1) It seems correct that in a libertarian society there should be no *automatic* immunity based on status. Kinsella suggests (but isn’t certain) that this is true even under current law — i.e. even shareholders can be liable for torts if they are determined to be causally responsible. Is your understanding of current law different? If there is an automatic limit of liability for shareholders regardless of their role in the tort, that would seem to be a clear case of state privilige — even if the practical implications aren’t significant.
2) Similiarly, as you seem to agree, I would think there also should not be any *automatic* *liability* based on status. For this reason I’m skeptical about the validity of respondant superior. Just because someone is an employee of a company shouldn’t *automatcially* make the company, the managers, shareholders, or anyone else affiliated with the company liable for their torts.
3) It seems to me that although there should be no universal exemptions from liability for creditors or minority shareholders, in most cases it wouldn’t be reasonable to find them liable. In the example you gave, I don’t understand why investor A should be liable for the torts. The actions of investor B occurred without investor A’s knowledge and it doesn’t appear there was any way he could have reasonably predicted investor B would take such actions. Since I have a hard time finding him a willing conspirator, or even a negligent enabler, I would think his share of the company’s assets would be protected.

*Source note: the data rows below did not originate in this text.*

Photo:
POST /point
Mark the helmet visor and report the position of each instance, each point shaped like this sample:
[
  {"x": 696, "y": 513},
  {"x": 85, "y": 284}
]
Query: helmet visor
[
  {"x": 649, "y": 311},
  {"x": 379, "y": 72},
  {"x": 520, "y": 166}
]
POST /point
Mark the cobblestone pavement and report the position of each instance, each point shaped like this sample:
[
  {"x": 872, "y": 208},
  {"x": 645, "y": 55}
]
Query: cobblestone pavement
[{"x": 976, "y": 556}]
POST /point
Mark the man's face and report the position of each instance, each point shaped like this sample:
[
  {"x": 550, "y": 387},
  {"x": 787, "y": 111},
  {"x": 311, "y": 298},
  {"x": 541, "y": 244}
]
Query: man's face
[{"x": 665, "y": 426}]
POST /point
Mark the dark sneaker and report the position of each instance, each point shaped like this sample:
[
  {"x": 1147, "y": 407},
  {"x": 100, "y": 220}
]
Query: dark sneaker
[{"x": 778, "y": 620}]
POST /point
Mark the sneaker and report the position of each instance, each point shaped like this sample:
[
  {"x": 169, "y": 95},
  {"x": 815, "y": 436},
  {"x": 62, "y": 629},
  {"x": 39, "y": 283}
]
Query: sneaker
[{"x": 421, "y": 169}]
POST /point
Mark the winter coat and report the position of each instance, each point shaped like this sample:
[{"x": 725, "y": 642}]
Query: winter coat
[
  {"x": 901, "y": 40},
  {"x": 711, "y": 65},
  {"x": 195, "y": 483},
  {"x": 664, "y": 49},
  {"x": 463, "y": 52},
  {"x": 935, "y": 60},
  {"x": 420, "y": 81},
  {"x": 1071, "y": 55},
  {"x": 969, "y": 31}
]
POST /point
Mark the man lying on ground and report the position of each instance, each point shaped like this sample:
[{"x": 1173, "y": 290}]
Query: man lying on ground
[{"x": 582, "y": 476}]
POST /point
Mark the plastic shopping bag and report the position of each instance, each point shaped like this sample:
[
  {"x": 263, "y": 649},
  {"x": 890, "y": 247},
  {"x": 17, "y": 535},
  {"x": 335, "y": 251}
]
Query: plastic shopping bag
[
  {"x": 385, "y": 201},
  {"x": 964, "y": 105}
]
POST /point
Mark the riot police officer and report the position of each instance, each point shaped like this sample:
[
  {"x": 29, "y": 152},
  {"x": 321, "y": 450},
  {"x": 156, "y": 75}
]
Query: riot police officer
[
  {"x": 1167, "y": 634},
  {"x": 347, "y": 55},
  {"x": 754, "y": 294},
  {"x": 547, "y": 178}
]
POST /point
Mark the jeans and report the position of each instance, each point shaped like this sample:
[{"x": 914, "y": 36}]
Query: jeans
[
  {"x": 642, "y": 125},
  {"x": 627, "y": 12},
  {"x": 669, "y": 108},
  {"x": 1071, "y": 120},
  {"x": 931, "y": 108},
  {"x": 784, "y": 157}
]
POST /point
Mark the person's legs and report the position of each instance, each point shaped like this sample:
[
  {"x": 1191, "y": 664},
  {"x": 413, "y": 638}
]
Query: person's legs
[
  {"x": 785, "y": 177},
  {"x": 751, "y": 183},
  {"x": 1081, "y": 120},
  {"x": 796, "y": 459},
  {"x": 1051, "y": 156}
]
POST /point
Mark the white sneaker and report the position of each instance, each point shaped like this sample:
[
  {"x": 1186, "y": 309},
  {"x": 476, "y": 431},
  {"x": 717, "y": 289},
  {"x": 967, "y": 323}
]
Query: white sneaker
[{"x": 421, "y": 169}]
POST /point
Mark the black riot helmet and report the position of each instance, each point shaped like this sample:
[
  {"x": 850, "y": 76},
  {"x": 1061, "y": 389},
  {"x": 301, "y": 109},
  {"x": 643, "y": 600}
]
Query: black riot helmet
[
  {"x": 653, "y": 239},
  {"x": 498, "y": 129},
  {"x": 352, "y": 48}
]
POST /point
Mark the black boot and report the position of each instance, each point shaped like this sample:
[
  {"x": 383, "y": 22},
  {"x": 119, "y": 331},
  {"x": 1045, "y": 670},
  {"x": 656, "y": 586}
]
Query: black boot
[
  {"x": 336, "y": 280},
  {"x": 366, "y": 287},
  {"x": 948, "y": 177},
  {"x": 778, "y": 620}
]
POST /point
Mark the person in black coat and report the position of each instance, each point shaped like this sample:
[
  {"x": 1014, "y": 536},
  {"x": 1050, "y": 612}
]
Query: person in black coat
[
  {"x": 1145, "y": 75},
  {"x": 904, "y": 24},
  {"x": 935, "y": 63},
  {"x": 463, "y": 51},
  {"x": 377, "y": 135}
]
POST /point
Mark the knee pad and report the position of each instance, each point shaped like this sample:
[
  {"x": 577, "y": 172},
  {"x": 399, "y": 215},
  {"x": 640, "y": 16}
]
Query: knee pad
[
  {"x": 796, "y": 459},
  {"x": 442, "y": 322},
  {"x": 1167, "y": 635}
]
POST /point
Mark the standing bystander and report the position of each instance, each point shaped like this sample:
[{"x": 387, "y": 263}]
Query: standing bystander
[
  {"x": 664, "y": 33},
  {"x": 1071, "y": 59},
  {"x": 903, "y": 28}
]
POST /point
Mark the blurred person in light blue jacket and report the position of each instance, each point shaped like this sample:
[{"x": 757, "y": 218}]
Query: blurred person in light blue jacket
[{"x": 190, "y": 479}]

1)As I’ve demonstrated repeatedly to Kinsella (and this is why I’ve been fairly hostile towards him through this iteration – he’s either very stupid or arguing in bad faith since I have refuted most of his points in a previous dialogue), current law does *not* provide for liability if the shareholder is in the chain of liability. It does provide, with a *very* high burden, for liability if certain positive law rituals are not followed by the shareholder. Of course, if you disagree with me about liability in the hypo, the difference between the two categories might be less than important.
2) I’m skeptical of respondeat superior, but as the mirror image of 1) – I don’t see the difference between it and my preferred law as a big deal. I personally have no problem with placing the burden on the principal to demonstrate that his agent was acting on an unforeseeable “frolic”.
3)I see A as a negligent enabler. Absent his willfully ignorant investment, B would not have had the means to engage in his shenanigans. By exercising a modicum of due care, I think A could have avoided contributing to the damage suffered by other bridge owners. I don’t think A should fully liable (joint and several), but I don’t think he should be completely immune, either. He should probably get a percentage of the liability, for which he might have a contribution claim against B, who should be fully liable. Thus, I’m probably only suggesting a scenario where A’s liability is practically meaningful in the event B cannot cover the entirety of the liability.
Mike, under limited liability no part of A’s share of the company’s assets would be protected. Only A’s assets outside of the company would be protected, unless A was held to be personally negligent or culpable (at least this is how I understand limited liability). That’s why, Quasibill, I wondered whether many shareholders would be irrational enought to put $200,000 at risk like that. But, then, $200,000 is an awful lot to me.